Ante­rio­re VZV- und HSV-asso­zi­ier­te Uveitis

Evidenzbasierte Leitlinien zum Therapiemanagement fehlen

2. August 2021

CHANDIGARH (Bier­mann) – Das Herpes-simplex-Virus (HSV) und das Vari­zel­la-Zoster-Virus (VZV) sind die häufigs­ten Erre­ger bei der vira­len ante­rio­ren Uvei­tis (VAU). Es gibt derzeit noch keinen Konsens über die am besten geeig­ne­te Behand­lungs­stra­te­gie. Eine aktu­el­le Studie hat nun gezeigt, dass die Thera­pie zurzeit auf indi­vi­du­el­len Erfah­run­gen und begrenz­ter Lite­ra­tur, haupt­säch­lich aufgrund der schwa­chen klini­schen Studi­en­evi­denz, basiert.

Die Wissen­schaft­ler führ­ten ein syste­ma­ti­sches Review mit Meta­ana­ly­se zur Wirk­sam­keit verschie­de­ner anti­vi­ra­ler Thera­pien bei HSV- und VZV-beding­ter AU durch. Die Arbeits­grup­pe über­prüf­te mithil­fe einer Lite­ra­tur­re­cher­che in PubMed, Web of Science, CINAHL, OVID und Embase bis Januar 2020 rando­mi­sier­te, nicht rando­mi­sier­te Interventions‑, kontrol­lier­te Vorher-Nach­her- sowie Beob­ach­tungs­stu­di­en zu der Wirkung oraler und/oder topi­scher Thera­peu­ti­ka bei VAU und extra­hier­te und analy­sier­te nach­fol­gend die Daten mit Bewer­tung des Verzerrungspotenzials.
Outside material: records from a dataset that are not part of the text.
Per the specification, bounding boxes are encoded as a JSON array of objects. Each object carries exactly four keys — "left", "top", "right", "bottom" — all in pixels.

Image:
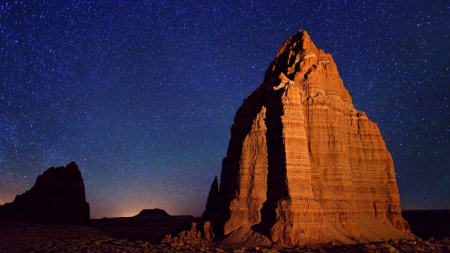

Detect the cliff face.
[
  {"left": 0, "top": 161, "right": 90, "bottom": 225},
  {"left": 203, "top": 30, "right": 411, "bottom": 246}
]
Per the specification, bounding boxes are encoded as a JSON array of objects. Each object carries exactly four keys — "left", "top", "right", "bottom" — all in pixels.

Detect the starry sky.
[{"left": 1, "top": 1, "right": 449, "bottom": 218}]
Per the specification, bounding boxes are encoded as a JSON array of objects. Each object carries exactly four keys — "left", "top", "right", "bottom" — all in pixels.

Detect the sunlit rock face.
[
  {"left": 0, "top": 162, "right": 90, "bottom": 225},
  {"left": 203, "top": 30, "right": 412, "bottom": 247}
]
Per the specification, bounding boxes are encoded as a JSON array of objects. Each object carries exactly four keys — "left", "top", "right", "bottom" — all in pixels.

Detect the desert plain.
[{"left": 0, "top": 210, "right": 449, "bottom": 253}]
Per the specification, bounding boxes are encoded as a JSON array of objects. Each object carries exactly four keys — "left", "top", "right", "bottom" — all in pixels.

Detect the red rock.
[
  {"left": 0, "top": 161, "right": 90, "bottom": 225},
  {"left": 162, "top": 221, "right": 215, "bottom": 245},
  {"left": 203, "top": 30, "right": 412, "bottom": 247}
]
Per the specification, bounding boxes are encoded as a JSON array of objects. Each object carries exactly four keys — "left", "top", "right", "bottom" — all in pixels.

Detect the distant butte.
[
  {"left": 0, "top": 161, "right": 90, "bottom": 225},
  {"left": 133, "top": 208, "right": 171, "bottom": 219},
  {"left": 203, "top": 30, "right": 413, "bottom": 247}
]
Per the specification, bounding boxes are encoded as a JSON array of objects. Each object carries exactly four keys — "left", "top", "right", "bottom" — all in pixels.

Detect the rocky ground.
[
  {"left": 90, "top": 214, "right": 201, "bottom": 244},
  {"left": 0, "top": 221, "right": 449, "bottom": 253},
  {"left": 1, "top": 210, "right": 450, "bottom": 253}
]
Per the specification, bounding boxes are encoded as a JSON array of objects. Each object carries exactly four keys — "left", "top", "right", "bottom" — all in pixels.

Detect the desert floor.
[{"left": 1, "top": 210, "right": 449, "bottom": 253}]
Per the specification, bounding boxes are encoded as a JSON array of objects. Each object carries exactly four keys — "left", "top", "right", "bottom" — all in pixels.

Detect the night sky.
[{"left": 1, "top": 1, "right": 449, "bottom": 218}]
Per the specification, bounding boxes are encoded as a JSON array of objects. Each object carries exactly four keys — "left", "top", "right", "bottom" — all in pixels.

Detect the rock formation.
[
  {"left": 0, "top": 161, "right": 90, "bottom": 225},
  {"left": 202, "top": 176, "right": 220, "bottom": 222},
  {"left": 133, "top": 208, "right": 171, "bottom": 219},
  {"left": 162, "top": 221, "right": 215, "bottom": 245},
  {"left": 203, "top": 30, "right": 412, "bottom": 247}
]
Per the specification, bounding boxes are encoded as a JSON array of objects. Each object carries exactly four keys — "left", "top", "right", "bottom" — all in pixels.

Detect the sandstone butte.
[
  {"left": 0, "top": 161, "right": 90, "bottom": 225},
  {"left": 202, "top": 30, "right": 413, "bottom": 247}
]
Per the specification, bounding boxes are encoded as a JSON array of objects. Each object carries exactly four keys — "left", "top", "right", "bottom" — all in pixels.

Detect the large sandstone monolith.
[
  {"left": 203, "top": 30, "right": 412, "bottom": 247},
  {"left": 0, "top": 161, "right": 90, "bottom": 225}
]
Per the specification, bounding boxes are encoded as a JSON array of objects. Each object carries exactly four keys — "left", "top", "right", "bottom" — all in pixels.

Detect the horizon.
[{"left": 2, "top": 160, "right": 449, "bottom": 219}]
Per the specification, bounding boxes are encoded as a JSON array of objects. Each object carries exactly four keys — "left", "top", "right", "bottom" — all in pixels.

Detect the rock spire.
[{"left": 203, "top": 30, "right": 412, "bottom": 246}]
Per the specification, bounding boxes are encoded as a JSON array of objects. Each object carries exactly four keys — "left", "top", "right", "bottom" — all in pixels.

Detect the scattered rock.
[
  {"left": 1, "top": 223, "right": 448, "bottom": 253},
  {"left": 162, "top": 221, "right": 215, "bottom": 245}
]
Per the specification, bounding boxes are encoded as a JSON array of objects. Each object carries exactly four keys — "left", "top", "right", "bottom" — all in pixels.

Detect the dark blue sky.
[{"left": 1, "top": 0, "right": 449, "bottom": 218}]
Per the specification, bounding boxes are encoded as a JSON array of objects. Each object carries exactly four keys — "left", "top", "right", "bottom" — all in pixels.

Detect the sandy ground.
[
  {"left": 1, "top": 210, "right": 450, "bottom": 253},
  {"left": 1, "top": 222, "right": 449, "bottom": 253}
]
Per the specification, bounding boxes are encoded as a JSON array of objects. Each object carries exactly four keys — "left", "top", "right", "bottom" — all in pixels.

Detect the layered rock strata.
[
  {"left": 0, "top": 161, "right": 90, "bottom": 225},
  {"left": 203, "top": 30, "right": 411, "bottom": 246}
]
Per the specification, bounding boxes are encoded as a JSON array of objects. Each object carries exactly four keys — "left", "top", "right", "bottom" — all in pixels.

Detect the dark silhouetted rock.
[
  {"left": 0, "top": 161, "right": 89, "bottom": 225},
  {"left": 133, "top": 208, "right": 171, "bottom": 219},
  {"left": 203, "top": 30, "right": 413, "bottom": 247},
  {"left": 202, "top": 176, "right": 220, "bottom": 222}
]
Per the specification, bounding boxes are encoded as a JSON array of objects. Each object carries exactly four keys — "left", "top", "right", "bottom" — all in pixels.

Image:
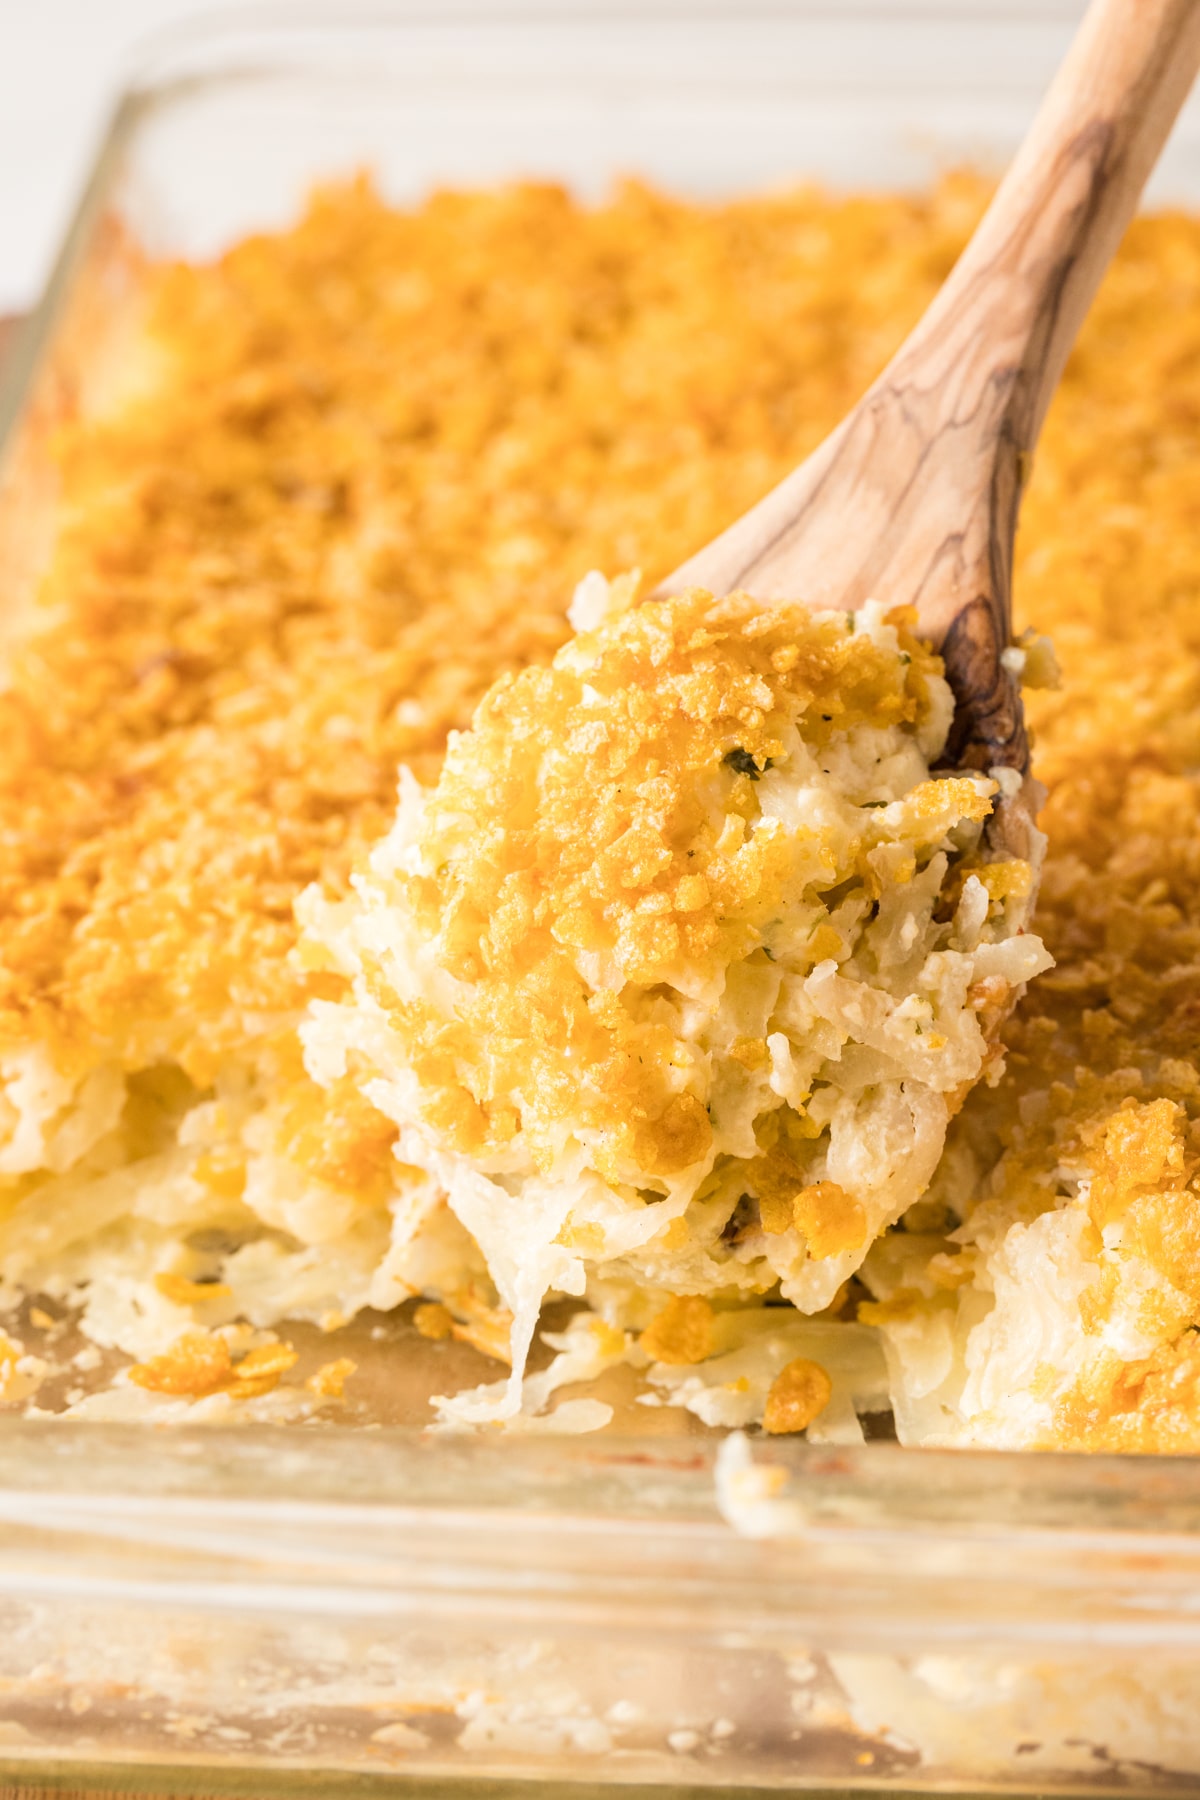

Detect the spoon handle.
[
  {"left": 970, "top": 0, "right": 1200, "bottom": 440},
  {"left": 664, "top": 0, "right": 1200, "bottom": 774}
]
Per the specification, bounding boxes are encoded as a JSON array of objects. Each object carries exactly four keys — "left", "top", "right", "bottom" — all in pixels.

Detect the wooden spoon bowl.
[{"left": 659, "top": 0, "right": 1200, "bottom": 876}]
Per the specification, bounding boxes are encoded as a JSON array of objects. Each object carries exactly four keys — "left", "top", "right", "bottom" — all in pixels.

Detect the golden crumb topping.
[
  {"left": 1048, "top": 1336, "right": 1200, "bottom": 1453},
  {"left": 905, "top": 204, "right": 1200, "bottom": 1451},
  {"left": 6, "top": 168, "right": 1200, "bottom": 1446},
  {"left": 380, "top": 587, "right": 941, "bottom": 1176},
  {"left": 0, "top": 175, "right": 970, "bottom": 1084}
]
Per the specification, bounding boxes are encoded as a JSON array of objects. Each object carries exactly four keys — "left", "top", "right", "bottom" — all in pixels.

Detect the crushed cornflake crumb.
[
  {"left": 413, "top": 1302, "right": 455, "bottom": 1343},
  {"left": 154, "top": 1273, "right": 232, "bottom": 1307},
  {"left": 763, "top": 1356, "right": 833, "bottom": 1434},
  {"left": 0, "top": 1332, "right": 47, "bottom": 1405},
  {"left": 127, "top": 1332, "right": 298, "bottom": 1401},
  {"left": 306, "top": 1356, "right": 356, "bottom": 1398},
  {"left": 640, "top": 1296, "right": 716, "bottom": 1366}
]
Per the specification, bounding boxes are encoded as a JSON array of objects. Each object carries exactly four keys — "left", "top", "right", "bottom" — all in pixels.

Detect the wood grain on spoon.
[{"left": 661, "top": 0, "right": 1200, "bottom": 822}]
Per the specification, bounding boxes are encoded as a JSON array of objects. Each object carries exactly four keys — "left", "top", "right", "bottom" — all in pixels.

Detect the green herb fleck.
[{"left": 723, "top": 747, "right": 774, "bottom": 781}]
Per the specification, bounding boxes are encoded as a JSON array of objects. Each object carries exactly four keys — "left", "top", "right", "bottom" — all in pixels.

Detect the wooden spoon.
[{"left": 659, "top": 0, "right": 1200, "bottom": 865}]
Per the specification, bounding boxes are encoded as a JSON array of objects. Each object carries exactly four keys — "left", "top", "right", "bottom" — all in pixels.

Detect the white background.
[
  {"left": 0, "top": 0, "right": 1113, "bottom": 318},
  {"left": 0, "top": 0, "right": 221, "bottom": 314}
]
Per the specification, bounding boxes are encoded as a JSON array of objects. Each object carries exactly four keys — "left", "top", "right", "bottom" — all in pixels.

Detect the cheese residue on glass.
[{"left": 300, "top": 578, "right": 1049, "bottom": 1424}]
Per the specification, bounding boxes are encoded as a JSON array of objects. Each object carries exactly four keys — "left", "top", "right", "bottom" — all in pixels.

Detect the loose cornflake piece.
[
  {"left": 413, "top": 1303, "right": 455, "bottom": 1342},
  {"left": 154, "top": 1273, "right": 232, "bottom": 1306},
  {"left": 225, "top": 1342, "right": 300, "bottom": 1400},
  {"left": 763, "top": 1357, "right": 833, "bottom": 1435},
  {"left": 128, "top": 1333, "right": 298, "bottom": 1401},
  {"left": 640, "top": 1296, "right": 716, "bottom": 1366},
  {"left": 128, "top": 1333, "right": 234, "bottom": 1398},
  {"left": 307, "top": 1357, "right": 357, "bottom": 1399}
]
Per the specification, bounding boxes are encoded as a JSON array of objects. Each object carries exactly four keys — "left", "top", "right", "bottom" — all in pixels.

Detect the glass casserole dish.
[{"left": 3, "top": 3, "right": 1200, "bottom": 1792}]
Die Forscher ermit­tel­ten, dass die Thera­pie mit oralem Aciclo­vir ein statis­tisch signi­fi­kant gutes Ergeb­nis bei der ante­rio­ren VZV-Uvei­tis im Vergleich zu Place­bo (OR 0,26; 95%-KI 0,11–0,59) aufwies, hinge­gen keine gleich­wer­ti­ge Wirkung bei der ante­rio­ren HSV-Uvei­tis bestand (OR 4,17; 95%-KI 1,28–13,52). Des Weite­ren stell­ten sie fest, dass sich die 7‑tägige Gabe von oralem Aciclo­vir bei der ante­rio­ren VZV-Uvei­tis signi­fi­kant über­le­gen gegen­über der topi­schen Appli­ka­ti­on zeigte (OR 4,17; 95%-KI 1,28–13,52).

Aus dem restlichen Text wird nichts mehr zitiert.